INNOVATIVE METHOD OF IRON TO THE BODY DELIVERY
INCREASES IRON BIOAVAILABILITY (i.e. THERAPEUTIC EFFICIENCY)
MAKES SUCROSOMIAL® IRON SAFER: DOES NOT PENETRATE OR ACCUMULATE IN ENTEROCYTES AND DOES NOT CAUSE SIDE EFFECTS FROM THE GIT
The mechanisms of liposome assimilation were disclosed in a series of experimental and clinical studies carried out in the 1970-1980s. It was found that the transport of liposomes is carried out by specific enterocytes - M-cells, which control the intake of macromolecular complexes possessing antigenic properties heterogenous to the body, throughout the small intestine.

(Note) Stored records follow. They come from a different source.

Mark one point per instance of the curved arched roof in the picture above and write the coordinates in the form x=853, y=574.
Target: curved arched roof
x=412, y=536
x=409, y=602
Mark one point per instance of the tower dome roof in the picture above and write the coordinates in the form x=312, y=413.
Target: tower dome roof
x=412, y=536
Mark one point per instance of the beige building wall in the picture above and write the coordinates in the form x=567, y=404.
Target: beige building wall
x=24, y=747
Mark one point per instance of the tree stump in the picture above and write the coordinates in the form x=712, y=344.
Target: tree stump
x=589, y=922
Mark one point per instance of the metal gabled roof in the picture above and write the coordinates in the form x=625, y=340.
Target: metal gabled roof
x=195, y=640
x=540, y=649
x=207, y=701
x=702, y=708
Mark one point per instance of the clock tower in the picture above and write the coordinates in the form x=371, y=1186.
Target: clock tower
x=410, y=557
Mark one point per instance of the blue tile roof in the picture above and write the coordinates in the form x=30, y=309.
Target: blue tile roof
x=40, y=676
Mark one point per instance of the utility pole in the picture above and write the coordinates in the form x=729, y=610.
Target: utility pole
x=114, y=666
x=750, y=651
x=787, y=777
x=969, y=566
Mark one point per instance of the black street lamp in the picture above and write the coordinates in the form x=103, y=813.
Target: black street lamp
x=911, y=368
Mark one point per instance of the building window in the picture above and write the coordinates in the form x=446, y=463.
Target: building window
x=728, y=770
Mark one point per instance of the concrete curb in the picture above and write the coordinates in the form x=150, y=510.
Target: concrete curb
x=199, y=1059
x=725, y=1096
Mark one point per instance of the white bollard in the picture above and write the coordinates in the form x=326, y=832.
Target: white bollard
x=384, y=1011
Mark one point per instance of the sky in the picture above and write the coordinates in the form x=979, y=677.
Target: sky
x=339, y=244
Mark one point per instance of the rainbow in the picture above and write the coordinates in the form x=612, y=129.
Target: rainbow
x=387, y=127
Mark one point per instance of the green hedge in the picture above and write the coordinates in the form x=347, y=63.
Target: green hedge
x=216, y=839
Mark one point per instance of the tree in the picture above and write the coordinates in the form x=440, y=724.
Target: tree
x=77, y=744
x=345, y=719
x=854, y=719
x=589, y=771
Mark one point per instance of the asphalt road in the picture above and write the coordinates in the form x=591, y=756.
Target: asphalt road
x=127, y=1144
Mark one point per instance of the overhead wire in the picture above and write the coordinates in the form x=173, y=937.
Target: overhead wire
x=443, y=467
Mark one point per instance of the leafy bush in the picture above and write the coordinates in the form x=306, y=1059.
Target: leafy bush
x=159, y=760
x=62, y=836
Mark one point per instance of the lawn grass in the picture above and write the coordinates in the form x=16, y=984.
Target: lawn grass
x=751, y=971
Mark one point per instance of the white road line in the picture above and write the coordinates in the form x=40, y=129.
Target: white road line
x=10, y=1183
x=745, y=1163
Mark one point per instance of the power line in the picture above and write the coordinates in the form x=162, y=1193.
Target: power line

Mechanism of Sucrosomial® iron absorption
Upon entering into the gastrointestinal tract, Sucrosomial® Iron is not identified, as it is in the protective liposome environment.
After overcoming the gastric barrier, the nanomolecule reaches small intestine, where it is completely absorbed by a certain type of epithelial cell - M-cells. They absorb sucrosome by endocytosis while leaving the nanomolecule contents unchanged.
Then, through the basement membrane, the sucrosome is transferred to the macrophage, which, with lymph, delivers it to the liver.
In liver cells, sucrosomes are biodegraded and ferric iron is released, which is deposited in ferritin and is used later to build heme (in the bone marrow).